What is it about?
Word embeddings, also known as word vector representations, have recently become very popular in Natural Language Processing. A particularly interesting feature of word embeddings is their ability to encode information about word similarity. For example, by calculating the nearest neighbors for the vector of BANANA, one is expected to find vectors of several other fruits. Such a powerful and completely unsupervised method yields an interesting opportunity to study the lexicon of now extinct ancient languages, such as Akkadian, the language of Babylonians and Assyrians documented in Mesopotamian cuneiform sources from 2400 BCE to the first century CE.

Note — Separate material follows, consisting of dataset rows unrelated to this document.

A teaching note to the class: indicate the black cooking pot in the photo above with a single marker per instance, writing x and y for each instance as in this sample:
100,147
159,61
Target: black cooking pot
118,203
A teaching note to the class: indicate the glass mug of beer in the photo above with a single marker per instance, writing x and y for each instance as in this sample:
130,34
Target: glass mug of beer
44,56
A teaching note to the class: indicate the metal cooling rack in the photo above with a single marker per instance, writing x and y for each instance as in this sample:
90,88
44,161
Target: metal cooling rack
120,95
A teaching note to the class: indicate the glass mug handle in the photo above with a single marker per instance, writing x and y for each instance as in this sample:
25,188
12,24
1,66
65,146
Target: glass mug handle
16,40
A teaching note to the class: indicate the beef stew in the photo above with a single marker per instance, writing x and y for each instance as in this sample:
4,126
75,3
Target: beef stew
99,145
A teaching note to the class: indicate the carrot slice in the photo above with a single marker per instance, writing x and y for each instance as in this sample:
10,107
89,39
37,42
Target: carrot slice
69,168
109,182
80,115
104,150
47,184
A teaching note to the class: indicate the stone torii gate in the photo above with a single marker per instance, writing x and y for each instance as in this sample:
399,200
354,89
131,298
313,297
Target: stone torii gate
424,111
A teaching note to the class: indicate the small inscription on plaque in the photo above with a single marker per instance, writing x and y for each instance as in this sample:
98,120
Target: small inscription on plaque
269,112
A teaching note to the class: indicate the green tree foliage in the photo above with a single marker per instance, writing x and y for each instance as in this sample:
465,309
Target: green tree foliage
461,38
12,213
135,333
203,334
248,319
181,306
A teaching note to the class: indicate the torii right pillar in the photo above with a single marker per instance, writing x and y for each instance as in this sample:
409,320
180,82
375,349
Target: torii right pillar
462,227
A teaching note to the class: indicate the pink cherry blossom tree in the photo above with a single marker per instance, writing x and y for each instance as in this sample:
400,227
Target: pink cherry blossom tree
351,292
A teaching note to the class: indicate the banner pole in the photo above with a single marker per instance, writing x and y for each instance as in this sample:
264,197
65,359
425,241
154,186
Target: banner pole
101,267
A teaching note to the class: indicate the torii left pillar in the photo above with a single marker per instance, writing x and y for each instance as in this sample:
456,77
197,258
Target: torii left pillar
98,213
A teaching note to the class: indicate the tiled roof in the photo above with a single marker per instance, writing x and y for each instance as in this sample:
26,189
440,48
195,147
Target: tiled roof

The project undertaken here aims to build a gold standard for evaluating word embeddings for the Akkadian language as a part of a six month online workshop organized by Ludwig-Maximilians-Universität München and the University of California, Berkeley. Several gold standards have been published for modern languages, often by translating previously published English gold standards (like WS353) to other languages. However, in the case of Akkadian, the translation of a previous gold standard is out of question due to the chronological and cultural gap between the ancient Mesopotamian civilizations and the modern world. For this reason, we create a new gold standard consisting of 300 word pairs, manually ranked according their similarity by seven independently working experts of the Akkadian language.
Why is it important?
Word embeddings can be produced by using several different neural (fastText, Word2vec, GloVe etc.) and count-based methods (word association measures combined with matrix factorization). However, it is very difficult to determine which methods are the most suitable for a given data set, and what kind of hyperparameters within a single model produce the most reliable results.
Building a gold standard for Akkadian allows us to measure the performance of several models. This is important not only for finding the best model from the already published ones, but also for improving them by taking into account certain peculiarities of Akkadian texts. As word embeddings have lots of uses in various machine learning applications (e.g. machine translation, syntactic parsing, disambiguation of lemmatization/POS-tagging), an ability to produce state-of-the-art word embeddings will likely be a valuable asset for the future research done in Computational Assyriology.
Preliminary evaluation of the models has raised some interesting philological and technical research questions, namely in the form of agreement or disagreement between the models and the human reviewers. Especially intriguing are those pairs of words that were perceived as nearly synonymous by human reviewers, but which the models considered as very dissimilar. Where do these contradictions come from? Are the models dismissing something, or do humans perceive connections based on out-domain knowledge? How about the cases where the humans did not see a connection but the models did?
We hope to answer these questions, as well as to publish the gold standard by the end of 2020 when the LMU-UCB workshop will be concluded. The people involved in the creation of the gold standard are Aleksi Sahala (Helsinki), David Bamman (Berkeley), Niek Veldhuis (Berkeley), Jamie Novotny (Munich), Poppy Tushingham (Munich), Giulia Lentini (Munich), Beatrice Baragli (Munich), Joanna Töyräänvuori (Helsinki), Johannes Bach (Helsinki) and Saana Svärd (Helsinki).